Жюль Комманш был героем Сопротивления и занимал ключевой пост во французском управлении безопасности. Хайди мельком встретилась с ним вскоре после прибытия в Париж на приеме в посольстве и осталась под глубоким впечатлением от этой незаурядной личности. Это был очень рослый, подвижный, небрежно одетый человек, еще не достигший сорока лет, склонный к нервному красноречию молодого вельможи, не затянутого пока академической рутиной. Он преподавал в провинциальном университете археологию и опубликовал вызвавшую ожесточенные споры статью «Искусственное удлинение черепа при правлении фараона Ахнатона», когда разразилась Вторая мировая война. Он отличился в боях, потом, при немецкой оккупации, тайно работал на радиопередатчике, передавая союзникам разведывательные данные; был схвачен, подвергнут пыткам, приговорен к длительному тюремному заключению, а после освобождения Франции назначен комиссаром Республики в крупном городе. В последовавшие затем годы социальных раздоров и напряженности, он проявил способность с честью и тактом выходить из непростых ситуаций, не поступаясь твердостью; ему было предложено возглавить префектуру, затем — должность заместителя государственного секретаря, после чего, примерно год назад, он уселся в свое теперешнее кресло в Управлении безопасности. Одним словом, Комманш принадлежал к новой когорте французских чиновников, вышедших из движения Сопротивления и побуждаемых чувством ответственности перед государством или раззадоренным тщеславием не возвращаться к прежним занятиям. Если бы их собралось побольше, они смогли бы наполнить склеротические вены французской бюрократии свежей кровью; однако их были считанные единицы, и их воздействие скорее напоминало эффект, оказываемый инъекцией стимулирующего средства на обреченное на смерть тело.

Звоня в министерство внутренних дел, Хайди почти не питала надежды, что Комманш вспомнит ее. К ее удивлению, он ее не забыл и согласился на встречу у себя в кабинете на следующий же день. Презрев вековые традиции французских министерств, он не заставил ее ждать. Кабинет оказался просторной комнатой с двойными дверями с толстой зеленой обивкой; стены украшали ужасающие гобелены времен Второй империи, ниже которых помещались бронзовые бюсты и колченогие столики с мраморными крышками. Комманш стремительно поднялся из-за своего необъятного стола и приветствовал ее сердечным и в то же время деловым рукопожатием. Рядом со столом громоздились два кресла с кожаными ручками, но он пододвинул ей простой стул без ручек.
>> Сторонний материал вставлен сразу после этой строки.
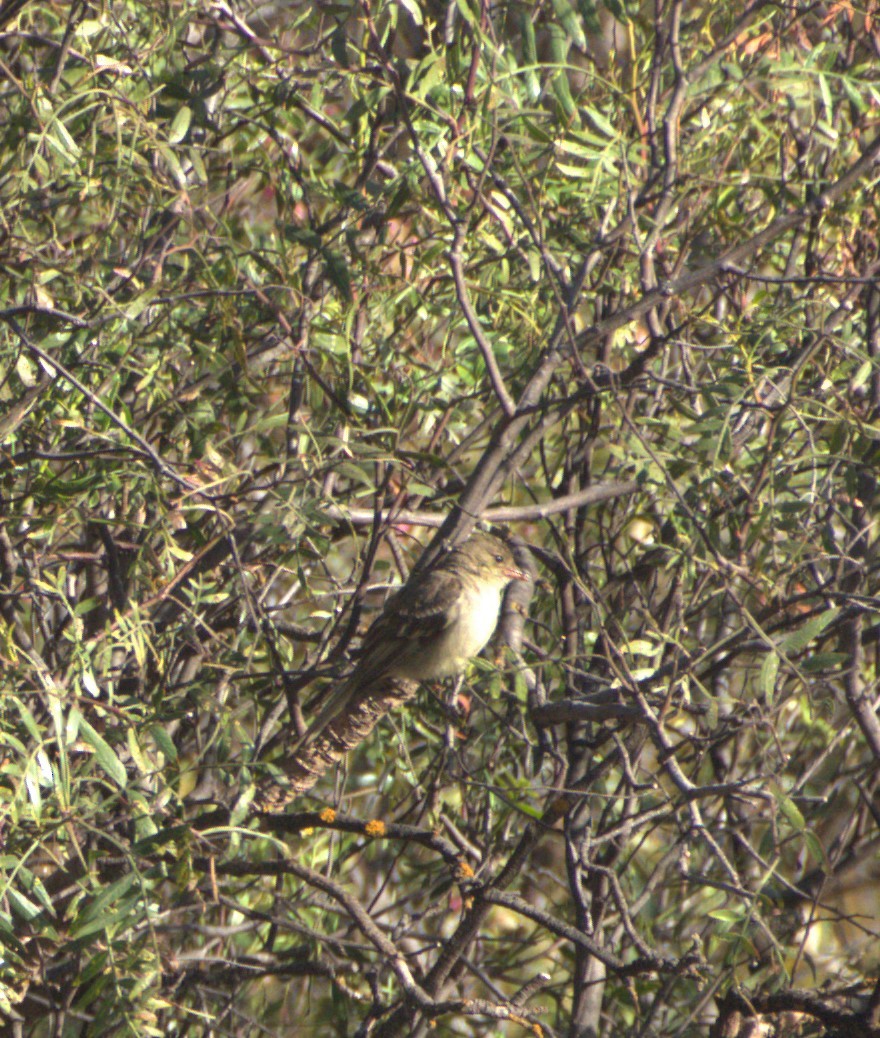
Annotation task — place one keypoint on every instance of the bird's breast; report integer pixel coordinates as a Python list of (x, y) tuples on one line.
[(471, 626)]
— У вас такой вид, что вам больше подойдет стул с прямой спинкой, — сказал он с легкой улыбкой. — Не смотрите на мебель, я здесь не при чем. Так чем я могу вам помочь?
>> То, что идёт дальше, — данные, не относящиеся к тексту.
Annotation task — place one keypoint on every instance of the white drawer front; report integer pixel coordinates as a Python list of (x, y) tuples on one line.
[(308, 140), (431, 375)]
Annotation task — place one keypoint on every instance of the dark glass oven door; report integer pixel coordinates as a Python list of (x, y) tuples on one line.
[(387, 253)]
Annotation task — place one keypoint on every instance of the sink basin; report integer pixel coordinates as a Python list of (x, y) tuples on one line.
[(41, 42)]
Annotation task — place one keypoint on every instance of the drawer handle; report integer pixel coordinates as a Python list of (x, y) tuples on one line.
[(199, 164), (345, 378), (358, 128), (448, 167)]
Его прямота вселила в нее уверенность, и разговор пошел легко. Она простыми словами поведала ему о своей связи с Федей, о записной книжке и его занятиях. Она упомянула беседу с отцом, американским полковником; поскольку последний счел это не своим делом, она решила, что долг требует от нее обращения непосредственно к французским властям.
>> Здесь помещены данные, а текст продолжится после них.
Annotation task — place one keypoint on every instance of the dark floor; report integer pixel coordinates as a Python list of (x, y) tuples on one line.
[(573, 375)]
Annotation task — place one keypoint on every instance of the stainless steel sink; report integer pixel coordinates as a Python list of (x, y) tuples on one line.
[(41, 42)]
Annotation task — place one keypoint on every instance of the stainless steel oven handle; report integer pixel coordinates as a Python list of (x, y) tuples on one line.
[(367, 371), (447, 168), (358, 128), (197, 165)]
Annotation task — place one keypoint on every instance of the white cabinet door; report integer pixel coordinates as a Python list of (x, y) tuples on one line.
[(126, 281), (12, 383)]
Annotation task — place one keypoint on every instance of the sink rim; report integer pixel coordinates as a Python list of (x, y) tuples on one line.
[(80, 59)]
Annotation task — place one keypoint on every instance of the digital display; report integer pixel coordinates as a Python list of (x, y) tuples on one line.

Пока она говорила, светло-серые глаза Комманша успели исследовать ее лицо, руки, ноги, меховую шубку и прочее облачение; закончив осмотр, он снова сосредоточил взгляд на ее лице, сперва с вниманием, потом с наполовину озадаченной, наполовину раздраженной улыбкой.

— Это все? — спросил он, дав ей закончить.

Хайди кивнула. Она не ждала драматической реакции на свое сообщение, однако тон его голоса не сулил ничего хорошего.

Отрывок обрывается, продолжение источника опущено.